Improving the balance

Operating at the top of an industry recognised for continually pushing the envelope when it comes to export figures, it is unsurprising Rio Tinto would look to improve processes at port. 

The iron ore giant shipped 154.6 million tonnes of the commodity from its Pilbara operations in the first half of the 2019 calendar year and, according to its half-year report, expects this figure to more than double to 320 to 330 million tonnes over the full 12 months. 

With the end of the miner’s supply chain marked by a loaded ship, the last few years have seen it implement new technologies at port in an e ort to improve efficiencies and safety. 

A job traditionally relying on visual observation of markers on a vessel which show changes in water displacement?as it is loaded or unloaded, draft surveying is an integral task in port operations which has long been affected by traditional limitations. 

In reviewing Rio Tinto’s early implementation of technology able to assist in this task, BAEconomics’ 2016 Productivity and Innovation in the Mining Industry report noted there was a significant information gap in traditional loading processes, which were conducted without detailed information on how the vessel was responding to its load and position in the water. 

“The current practice to keep the vessel upright during loading relies on ship-loader operator visual observation, list indicator lights on the vessel’s bridge and frequent radio instructions from the vessel’s chief officer,” the report said. 

“The ship-loader operator needs regular feedback?to avoid consistently loading off-centre and causing excessive and unsafe list. List indicator lights on the bridge give a measure of list, however, it is very coarse and frequent radio communications are still required, which are sometimes complicated by language issues and simultaneous task requirements.” 

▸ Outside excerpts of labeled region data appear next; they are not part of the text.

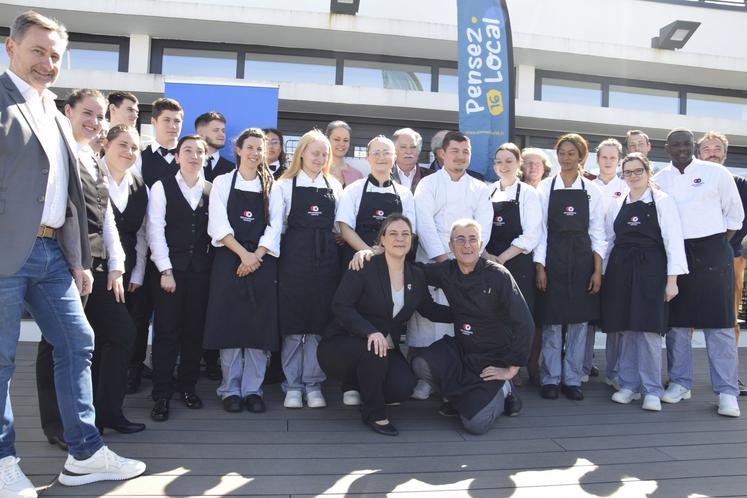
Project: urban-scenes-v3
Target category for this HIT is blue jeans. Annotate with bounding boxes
[0,238,104,460]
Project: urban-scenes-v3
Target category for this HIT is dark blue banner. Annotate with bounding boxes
[457,0,514,180]
[164,81,278,160]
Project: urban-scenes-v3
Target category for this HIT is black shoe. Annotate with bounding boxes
[244,394,267,413]
[503,391,523,417]
[150,398,169,422]
[205,364,223,380]
[96,418,147,434]
[438,401,459,417]
[540,384,560,399]
[181,391,202,410]
[47,434,67,452]
[223,394,241,413]
[365,420,399,436]
[561,385,584,401]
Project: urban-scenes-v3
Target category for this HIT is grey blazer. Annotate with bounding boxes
[0,73,91,276]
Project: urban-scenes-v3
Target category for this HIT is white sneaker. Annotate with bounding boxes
[641,394,661,412]
[410,379,433,401]
[718,393,739,417]
[306,391,327,408]
[612,389,641,405]
[661,382,692,403]
[342,391,361,406]
[0,455,37,498]
[57,446,145,486]
[283,391,303,408]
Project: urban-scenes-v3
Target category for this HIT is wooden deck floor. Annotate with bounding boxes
[12,343,747,498]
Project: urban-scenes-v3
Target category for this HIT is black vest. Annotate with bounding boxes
[78,160,109,259]
[140,145,179,188]
[112,175,148,276]
[161,176,213,272]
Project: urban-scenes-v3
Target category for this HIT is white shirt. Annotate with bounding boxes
[534,174,607,266]
[147,171,209,271]
[654,158,744,239]
[270,170,342,233]
[106,164,150,285]
[415,169,493,261]
[592,175,628,215]
[208,171,283,258]
[604,188,688,275]
[335,178,416,230]
[6,69,69,228]
[489,180,542,256]
[78,145,125,273]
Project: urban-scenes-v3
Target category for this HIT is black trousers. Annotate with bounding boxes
[152,271,210,399]
[36,261,135,435]
[316,335,416,422]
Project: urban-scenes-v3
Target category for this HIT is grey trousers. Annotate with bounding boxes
[215,348,270,399]
[667,328,739,396]
[540,322,588,386]
[616,331,664,398]
[280,334,327,393]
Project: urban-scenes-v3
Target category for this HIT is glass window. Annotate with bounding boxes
[687,92,747,121]
[610,85,680,114]
[244,54,336,85]
[542,78,602,107]
[343,60,431,92]
[62,41,119,71]
[438,67,459,93]
[161,48,239,78]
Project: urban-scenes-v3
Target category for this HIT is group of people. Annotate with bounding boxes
[0,6,745,496]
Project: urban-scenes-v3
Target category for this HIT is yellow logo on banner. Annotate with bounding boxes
[485,88,503,116]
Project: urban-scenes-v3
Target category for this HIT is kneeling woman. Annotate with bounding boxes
[318,214,452,436]
[203,128,283,413]
[602,152,687,411]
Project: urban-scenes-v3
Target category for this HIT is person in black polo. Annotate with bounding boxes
[147,135,213,422]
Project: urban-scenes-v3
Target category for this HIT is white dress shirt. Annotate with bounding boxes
[604,188,688,275]
[78,145,125,273]
[6,69,69,228]
[489,180,542,256]
[335,178,416,230]
[208,171,283,258]
[534,174,607,266]
[147,171,209,271]
[106,164,150,285]
[654,158,744,239]
[415,169,493,261]
[270,170,342,233]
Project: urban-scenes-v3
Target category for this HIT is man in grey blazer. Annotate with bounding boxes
[0,11,145,497]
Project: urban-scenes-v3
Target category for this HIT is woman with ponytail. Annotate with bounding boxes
[203,128,283,413]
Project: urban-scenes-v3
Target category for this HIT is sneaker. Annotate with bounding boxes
[283,391,303,408]
[0,455,37,498]
[342,390,361,406]
[612,389,641,405]
[661,382,692,403]
[57,446,145,486]
[641,394,661,412]
[410,379,433,401]
[718,393,739,417]
[306,391,327,408]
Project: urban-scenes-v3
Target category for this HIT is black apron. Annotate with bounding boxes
[485,181,536,313]
[601,196,669,335]
[203,170,280,351]
[539,176,599,325]
[669,233,735,329]
[278,177,340,336]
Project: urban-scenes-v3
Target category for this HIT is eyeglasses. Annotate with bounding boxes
[451,235,480,246]
[623,168,646,178]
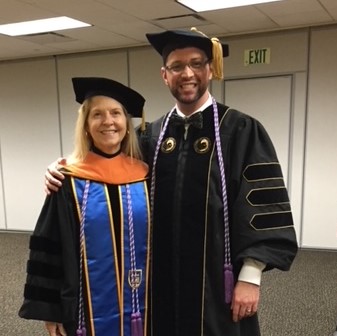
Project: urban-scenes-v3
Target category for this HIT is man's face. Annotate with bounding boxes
[161,47,212,106]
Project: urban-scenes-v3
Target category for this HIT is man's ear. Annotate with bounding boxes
[160,67,168,85]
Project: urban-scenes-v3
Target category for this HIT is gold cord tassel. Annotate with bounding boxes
[191,27,223,80]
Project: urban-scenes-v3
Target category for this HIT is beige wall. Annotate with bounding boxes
[0,27,337,249]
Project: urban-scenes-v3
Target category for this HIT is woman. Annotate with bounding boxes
[19,78,149,336]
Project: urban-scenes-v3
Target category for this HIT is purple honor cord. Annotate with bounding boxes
[212,97,234,303]
[76,180,90,336]
[150,97,234,303]
[126,184,143,336]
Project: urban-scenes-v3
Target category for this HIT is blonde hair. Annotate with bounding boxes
[67,98,142,163]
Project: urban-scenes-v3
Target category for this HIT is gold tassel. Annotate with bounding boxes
[191,27,223,80]
[140,109,145,132]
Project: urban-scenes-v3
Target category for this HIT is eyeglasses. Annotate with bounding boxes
[165,59,209,74]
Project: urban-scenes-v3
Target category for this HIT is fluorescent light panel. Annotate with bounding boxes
[0,16,91,36]
[176,0,282,12]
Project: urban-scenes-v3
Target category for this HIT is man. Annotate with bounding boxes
[46,31,297,336]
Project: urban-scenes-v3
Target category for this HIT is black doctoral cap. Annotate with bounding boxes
[146,28,229,79]
[72,77,145,118]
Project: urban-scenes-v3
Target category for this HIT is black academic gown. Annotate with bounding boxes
[19,153,150,336]
[142,104,297,336]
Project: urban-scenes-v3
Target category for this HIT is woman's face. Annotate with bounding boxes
[87,96,127,154]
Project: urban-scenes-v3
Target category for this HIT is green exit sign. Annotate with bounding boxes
[244,48,270,66]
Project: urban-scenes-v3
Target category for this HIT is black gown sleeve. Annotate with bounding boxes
[19,177,79,323]
[228,110,297,270]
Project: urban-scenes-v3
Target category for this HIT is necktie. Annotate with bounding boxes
[170,112,203,129]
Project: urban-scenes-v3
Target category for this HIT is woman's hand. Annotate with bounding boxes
[44,158,66,195]
[45,322,67,336]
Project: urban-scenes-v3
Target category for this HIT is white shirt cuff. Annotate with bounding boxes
[238,258,266,286]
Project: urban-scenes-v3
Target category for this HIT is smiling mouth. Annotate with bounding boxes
[101,130,117,134]
[180,83,197,90]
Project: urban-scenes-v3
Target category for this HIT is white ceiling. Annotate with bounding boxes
[0,0,337,61]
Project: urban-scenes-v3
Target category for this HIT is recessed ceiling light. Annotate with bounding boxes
[0,16,91,36]
[176,0,282,12]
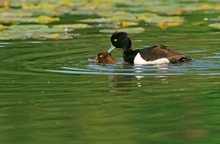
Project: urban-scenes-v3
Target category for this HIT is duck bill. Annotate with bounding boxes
[107,44,116,53]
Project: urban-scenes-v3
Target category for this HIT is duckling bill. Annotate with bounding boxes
[95,52,117,64]
[108,31,192,65]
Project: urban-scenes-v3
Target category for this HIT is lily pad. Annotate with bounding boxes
[99,27,145,33]
[209,23,220,29]
[0,25,75,40]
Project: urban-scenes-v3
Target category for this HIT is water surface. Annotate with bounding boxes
[0,14,220,144]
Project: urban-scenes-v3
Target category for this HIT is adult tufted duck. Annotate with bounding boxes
[108,31,192,65]
[95,52,117,64]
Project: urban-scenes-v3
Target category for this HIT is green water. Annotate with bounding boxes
[0,14,220,144]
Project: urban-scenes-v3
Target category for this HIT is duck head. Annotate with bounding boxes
[108,31,132,53]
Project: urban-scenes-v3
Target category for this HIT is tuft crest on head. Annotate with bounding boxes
[111,31,132,49]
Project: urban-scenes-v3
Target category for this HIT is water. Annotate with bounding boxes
[0,14,220,144]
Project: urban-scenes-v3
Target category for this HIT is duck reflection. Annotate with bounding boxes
[108,64,169,92]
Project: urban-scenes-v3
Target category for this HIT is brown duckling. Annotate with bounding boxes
[95,52,117,64]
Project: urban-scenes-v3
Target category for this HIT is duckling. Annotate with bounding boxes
[95,52,117,64]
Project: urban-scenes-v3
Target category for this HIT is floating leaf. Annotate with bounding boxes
[158,22,183,29]
[99,27,145,33]
[38,16,60,24]
[53,23,91,29]
[120,21,138,28]
[0,25,77,39]
[0,24,8,31]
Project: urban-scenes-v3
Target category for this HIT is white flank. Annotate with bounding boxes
[134,53,170,65]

Speaking at MATLAB for Resources Industry Innovation in July – an event examining the work machine-learning platform provider MathWorks has done with mining companies – Rio Tinto Principal Automation Engineer Growth and Innovation Troy Epskamp further underlined the importance of draft surveying to Rio’s operations. 

“Draft surveying has a very important commercial aspect to it in that it is actually the means by which the amount of cargo sold is determined,” he said. 

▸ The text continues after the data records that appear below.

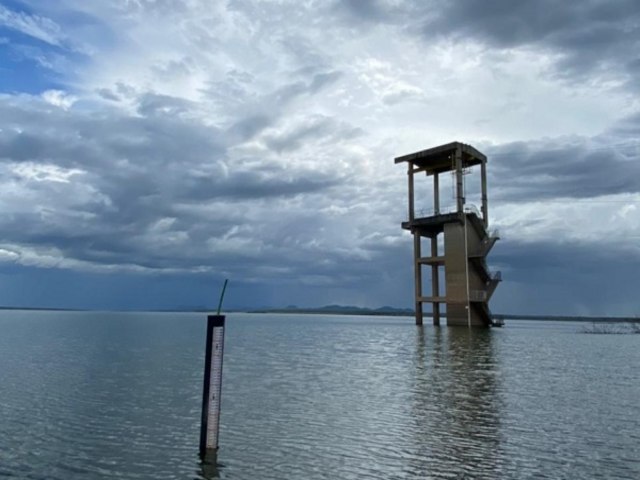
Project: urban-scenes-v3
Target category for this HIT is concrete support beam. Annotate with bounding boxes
[407,164,415,222]
[433,173,440,215]
[454,147,464,213]
[413,232,422,325]
[431,235,444,325]
[480,160,489,228]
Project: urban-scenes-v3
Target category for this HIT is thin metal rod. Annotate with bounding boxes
[217,278,229,315]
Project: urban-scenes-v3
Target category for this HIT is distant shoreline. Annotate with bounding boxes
[0,306,640,323]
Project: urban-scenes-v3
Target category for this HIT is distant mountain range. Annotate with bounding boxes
[250,305,414,317]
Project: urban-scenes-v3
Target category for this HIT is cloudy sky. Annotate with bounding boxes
[0,0,640,315]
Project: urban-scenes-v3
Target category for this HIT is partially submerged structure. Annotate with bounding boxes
[395,142,501,326]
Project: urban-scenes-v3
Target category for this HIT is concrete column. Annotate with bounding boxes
[433,173,440,215]
[413,232,422,325]
[455,147,464,213]
[407,163,415,222]
[431,235,440,325]
[480,160,489,228]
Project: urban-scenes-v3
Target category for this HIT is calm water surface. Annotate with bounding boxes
[0,311,640,480]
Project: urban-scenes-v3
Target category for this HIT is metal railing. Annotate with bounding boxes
[469,290,487,302]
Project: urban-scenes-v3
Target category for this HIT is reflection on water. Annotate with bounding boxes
[409,328,501,478]
[0,312,640,480]
[199,453,220,480]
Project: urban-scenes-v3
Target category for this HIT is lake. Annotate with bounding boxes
[0,311,640,480]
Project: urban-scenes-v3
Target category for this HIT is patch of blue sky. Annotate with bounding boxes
[0,0,106,94]
[0,28,69,94]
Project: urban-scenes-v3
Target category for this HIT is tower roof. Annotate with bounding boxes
[395,142,487,174]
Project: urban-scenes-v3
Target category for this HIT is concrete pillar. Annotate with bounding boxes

“It is also very important from a safety perspective, because if a ship is loaded incorrectly it can actually sink the ship. Ships bend when they are loading, and if you load the ship incorrectly you can literally snap it in half. 

“To be able to accurately calculate the cargo on board during a traditional draft survey you need to read the six draft measurements on the ship at the same time and you need to stop loading when doing the reading. 

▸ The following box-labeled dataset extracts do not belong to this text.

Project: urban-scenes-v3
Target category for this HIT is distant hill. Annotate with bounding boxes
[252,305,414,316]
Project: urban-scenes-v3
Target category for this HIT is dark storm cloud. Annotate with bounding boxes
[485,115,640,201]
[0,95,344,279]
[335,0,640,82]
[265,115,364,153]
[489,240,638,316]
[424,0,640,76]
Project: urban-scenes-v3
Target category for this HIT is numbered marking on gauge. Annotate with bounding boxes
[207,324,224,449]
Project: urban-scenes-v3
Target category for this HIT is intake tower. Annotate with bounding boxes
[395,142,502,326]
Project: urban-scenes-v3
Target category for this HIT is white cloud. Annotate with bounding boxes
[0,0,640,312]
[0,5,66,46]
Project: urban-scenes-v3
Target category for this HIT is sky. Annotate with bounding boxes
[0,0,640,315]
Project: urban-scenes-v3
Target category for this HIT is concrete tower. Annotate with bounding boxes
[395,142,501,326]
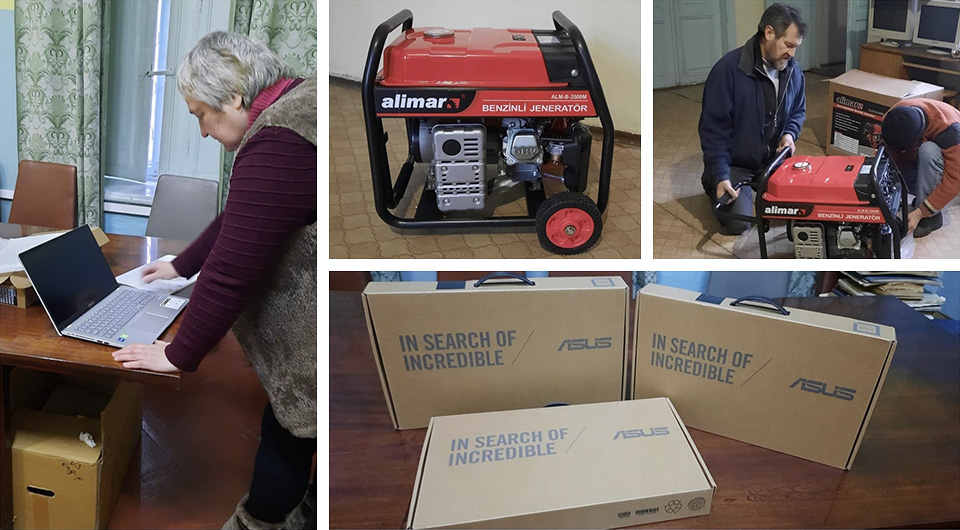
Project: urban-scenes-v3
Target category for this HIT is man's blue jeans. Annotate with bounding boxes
[900,142,943,213]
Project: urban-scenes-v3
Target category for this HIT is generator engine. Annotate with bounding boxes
[757,149,906,258]
[408,118,592,212]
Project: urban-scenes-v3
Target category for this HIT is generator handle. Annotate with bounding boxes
[730,295,790,315]
[473,272,537,287]
[553,10,614,213]
[361,9,413,211]
[757,145,793,194]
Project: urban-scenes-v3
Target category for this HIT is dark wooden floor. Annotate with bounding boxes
[109,333,267,529]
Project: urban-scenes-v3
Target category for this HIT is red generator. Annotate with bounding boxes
[363,9,614,254]
[721,146,907,258]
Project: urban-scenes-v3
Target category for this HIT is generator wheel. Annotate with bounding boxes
[537,191,603,254]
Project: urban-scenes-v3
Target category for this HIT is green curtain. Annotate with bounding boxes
[220,0,317,210]
[14,0,104,226]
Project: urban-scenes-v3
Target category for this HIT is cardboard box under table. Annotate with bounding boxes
[827,70,943,156]
[363,277,629,429]
[10,368,143,529]
[633,285,897,469]
[407,398,716,528]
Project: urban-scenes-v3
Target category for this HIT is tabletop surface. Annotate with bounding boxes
[329,291,960,528]
[0,224,186,386]
[861,42,960,63]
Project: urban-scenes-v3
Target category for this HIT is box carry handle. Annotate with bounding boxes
[730,295,790,315]
[473,272,537,287]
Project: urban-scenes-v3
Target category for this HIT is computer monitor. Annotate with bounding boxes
[913,0,960,54]
[867,0,917,46]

“It takes about 10 to 20 minutes for the draft surveyor and the draft officer to walk along a 300m ship to do their readings and calculations.” 

Looking for a more efficient and safer way to conduct this work, Rio landed on a remote draft surveying (RDS) solution. 

Employing six high-precision GPS units, three sensor packs on the wharfside of the ship being loaded and MathWorks’ MATLAB analysis software, the solution has enabled surveyors to read and act on data without interrupting loading. 

“A combination of the machine vision and GPS system allows us to accurately measure the draft marks,” Mr Epskamp said. 

“By synchronising the drafts in an automated system, the draft surveyor can do their work while loading is continuing, therefore we don’t have to stop loading. 

“Now it is so easy to do, draft surveys do it more often throughout loading, and issues are detected more often and earlier.” 

From a safety perspective, Mr Epskamp said the RDS technology helped to keep workers out of harm’s way. 

Draft marks on the oceanside of the vessel being loaded were traditionally read by a surveyor who climbed overboard to do so, with Rio clamping down on the practice following the drowning death of a second mate who fell off a rope ladder while conducting survey readings at Cape Lambert in 2015. 

Despite RDS simplifying the shiploading process and the work of surveyors, Mr Epskamp said there was still a significant role to be played by human workers. 

“Implementing RDS was not necessarily about making the draft survey itself more accurate,” he said. “It was more about saving time and the safety aspects of it. 

“In certain conditions humans are pretty good, but we find that in worst-case conditions, machine vision algorithms will do a bit better.”